Haklı olarak şu soru akla gelebilir; gerçekten sansür kalktı mı?

Abdülhamit’ten bu yana gelen her iktidar basını kontrol altına almak için yoğun çaba göstermiş, farklı düşünce ifade eden gazeteleri kapatmış, gazetecileri hapse tıkmıştır.

Belirli dönemler hariç, Türk basının rahat nefes aldığı yıl sayısı çok azdır.

****

Ancak, Abdülhamit döneminin farkı şurada…

Gazeteler daha yayınlanmadan önce Babıali’deki sansür memuruna giderdi.

Cahil, meslekten anlamayan, Türkçe bile bilmeyen kişiler tarafından okunur, yazıların, haberlerin her tarafı çizik yerdi.

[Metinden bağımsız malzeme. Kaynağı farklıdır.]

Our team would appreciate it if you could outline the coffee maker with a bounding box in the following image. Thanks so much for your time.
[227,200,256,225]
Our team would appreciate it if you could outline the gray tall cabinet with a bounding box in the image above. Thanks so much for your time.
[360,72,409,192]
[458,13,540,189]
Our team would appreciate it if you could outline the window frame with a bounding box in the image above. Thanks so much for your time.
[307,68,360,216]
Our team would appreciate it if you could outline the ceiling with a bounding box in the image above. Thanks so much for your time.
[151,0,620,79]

Çoğu zaman gazetelerin belirli sayfalarının boş çıktığı görülürdü.

****

Hıfzı Topuz’un ‘100 Soruda Basın Tarihi’nde bu durum şöyle anlatılır.

“O dönemin sansürcü başı olarak görev yapan Hıfzı Bey’di.

Meşhur yazarımız Ahmet Rasim, bir ziyaret sırasında Hıfzı Bey’e, ‘Hangi yazıları neden sansür ediyorsunuz, anlayalım da kendimizi ona göre ayarlayalım’ diye sorar.

Gazeteler akşam üzeri sansür memuruna götürüldüğü için, yazının çizilmesi durumunda gazete çok zor duruma düşüyor, yazının yenisini konulması için olağanüstü bir çaba gerektiriyordu.

Sütunların boş çıkması da yasaktı!

Hıfzı Bey, Ahmet Rasim’in bu sorusuna karşılık ‘Size şu kadarını söyleyeyim, siz anlayınız. Hangi yazınızı çok beğenerek yazmışsanız, ‘oh ne güzel oldu’ demişseniz, benim onu çizeceğimi bilin!’ yanıtı verir.”

*****

Abdülhamit dönemi, basın özgürlüğü açısından tam bir terör dönemidir.

Sözcüklerin bile yasaklandığı yıllardır.

Anayasa (Kanun-i Esasi) sözcüğü yasaktı.

Cumhuriyet kelimesinden korkuluyordu.

‘Tahtakurusu’, ‘Tahtın kurusun’ anlamına gelebileceği için yasaklanmıştı.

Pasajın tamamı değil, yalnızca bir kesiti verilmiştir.